Sunday, February 01, 2009

Time to bring the pizazz back to Detroit

So this has been on my mind for awhile, but really was chipped into my head this weekend. The Red Wings are old. Ironic considering I just watched three Grand Rapids call ups play and score in the Wings versus Capitals game this weekend, which Medium and other friends joined me in D.C. for. The Caps won 4-2, and they won thanks to three goals from two electrifying young players, Alex Ovechkin and Mike Green. Now when I call the Wings old, I don't mean the players, I mean the organization, the owners, the mindset.
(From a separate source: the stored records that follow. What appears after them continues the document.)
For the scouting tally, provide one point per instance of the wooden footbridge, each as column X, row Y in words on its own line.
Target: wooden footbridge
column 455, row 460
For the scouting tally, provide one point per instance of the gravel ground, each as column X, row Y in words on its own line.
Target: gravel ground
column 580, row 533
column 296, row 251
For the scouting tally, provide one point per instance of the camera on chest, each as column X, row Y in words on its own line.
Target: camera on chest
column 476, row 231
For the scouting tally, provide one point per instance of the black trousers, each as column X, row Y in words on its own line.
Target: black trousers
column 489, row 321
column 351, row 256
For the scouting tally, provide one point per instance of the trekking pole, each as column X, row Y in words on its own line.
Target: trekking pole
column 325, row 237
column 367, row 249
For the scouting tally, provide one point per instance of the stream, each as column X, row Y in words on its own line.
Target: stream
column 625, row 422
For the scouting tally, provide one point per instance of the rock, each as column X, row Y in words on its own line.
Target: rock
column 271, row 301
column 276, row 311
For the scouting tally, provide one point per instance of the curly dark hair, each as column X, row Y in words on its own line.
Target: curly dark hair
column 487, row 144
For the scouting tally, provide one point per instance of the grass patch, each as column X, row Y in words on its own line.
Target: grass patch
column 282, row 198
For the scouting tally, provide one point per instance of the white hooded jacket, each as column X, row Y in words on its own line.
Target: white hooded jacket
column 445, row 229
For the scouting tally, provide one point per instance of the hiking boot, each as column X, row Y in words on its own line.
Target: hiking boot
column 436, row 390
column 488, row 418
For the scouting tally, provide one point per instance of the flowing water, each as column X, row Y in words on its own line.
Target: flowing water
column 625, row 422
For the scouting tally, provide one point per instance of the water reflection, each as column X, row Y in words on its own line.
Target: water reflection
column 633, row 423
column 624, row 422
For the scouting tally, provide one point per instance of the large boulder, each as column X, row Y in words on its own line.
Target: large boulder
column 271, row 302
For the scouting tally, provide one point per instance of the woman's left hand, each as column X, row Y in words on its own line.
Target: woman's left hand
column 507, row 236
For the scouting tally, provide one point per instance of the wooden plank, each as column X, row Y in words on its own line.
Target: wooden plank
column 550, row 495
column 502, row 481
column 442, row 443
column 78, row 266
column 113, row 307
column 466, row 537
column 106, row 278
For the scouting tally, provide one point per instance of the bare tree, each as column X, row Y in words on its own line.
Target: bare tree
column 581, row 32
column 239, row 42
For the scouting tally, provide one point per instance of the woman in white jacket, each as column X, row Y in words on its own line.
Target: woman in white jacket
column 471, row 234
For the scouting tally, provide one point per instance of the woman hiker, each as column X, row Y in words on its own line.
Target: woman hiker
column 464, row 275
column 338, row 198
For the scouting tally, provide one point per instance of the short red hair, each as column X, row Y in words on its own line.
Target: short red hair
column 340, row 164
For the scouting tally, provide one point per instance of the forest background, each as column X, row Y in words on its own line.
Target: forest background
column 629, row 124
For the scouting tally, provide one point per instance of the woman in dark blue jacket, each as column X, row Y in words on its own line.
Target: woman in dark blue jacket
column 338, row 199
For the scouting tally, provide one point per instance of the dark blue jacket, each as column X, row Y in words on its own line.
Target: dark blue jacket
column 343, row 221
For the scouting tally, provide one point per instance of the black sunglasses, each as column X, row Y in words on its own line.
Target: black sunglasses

I write this tonight (during a really boring Super bowl) to hopefully better my beloved Wings. I think it is time to take a fresh look at how the team markets and sells its product to the fans. Detroit and Michigan is mired in a horrid economic downturn and people claim this is why the Joe is empty even during the Stanley Cup finals. I think with a different look at how you display the greatest team in the world to the fans, some of that can change. The perfect example of how to market a hockey team? The Washington Capitals.

When I was home for Thanksgiving, I saw a first in my life. A token female "Crowd Pleaser." This is the girl they have roaming the crowd during stoppage of play, giving away gifts and food on the big screen with trivia and random drawings. These crowd pleasers are designed to draw people to a game with more of a chance to win bonus value from their presence. The Red Wings are a part of the NHL's vanguard. One of the original six, second most ever in cups, the best player ever, the best captain ever, the best defensemen ever. Gimmicks don't fly here. No dancers, no crowd pleasers please.

Most teams have this type of roamer now, I get this, The Caps have it too. What the Capitals do that the Wings don't however, is market their stars. Alex O is all over D.C. Buses, buildings, tattoos. Yzerman was once on a building, but what now? The Capitals make you feel as if their young stars are superheros. What happens after a goal? The crowd is witness to an animated hero of their player on the big screen. AO scores, and the "Russian Machine" takes the jumbo; Mike Green, he becomes the Incredible Hulk; Backstrom morphs into Thor. Real life heroes marketed as fictional heroes, the crowd loves it, it builds the persona.

The team tries its damnedest to make you connect and love the players on a personal level as well. Copying down to the on screen graphics and camera style, is the "Caps Cribs" intermission show. The young players show off their homes, cars and an abundant amount of personality.

These are simple things, but they have a point. They build emotion, they build a connection beyond the stat sheet and overly boring post game interviews. The Red Wings may feel that simply by being the Wings, they should be loved and admired, and the true red and white do, lord knows I do. Why not build off of that base though? How much do we really know about Pavel, Lids, or Z? Happy Huds is hilarious when we get any kind of a look at him. Surely there must be ways to make our Detroit heroes seem bigger than just players, something more than just athletes, something that Detroit can embrace maybe just a margin more than they do now.

This may never change while Mike the pizza man owns the team, and I love the way he runs it, but I wish he would take a little inspiration from one of the youngest, fastest, and most animated teams in the league, and market our team, stars and history with a little more pizazz then a glorified puck bunny giving away free hair cuts.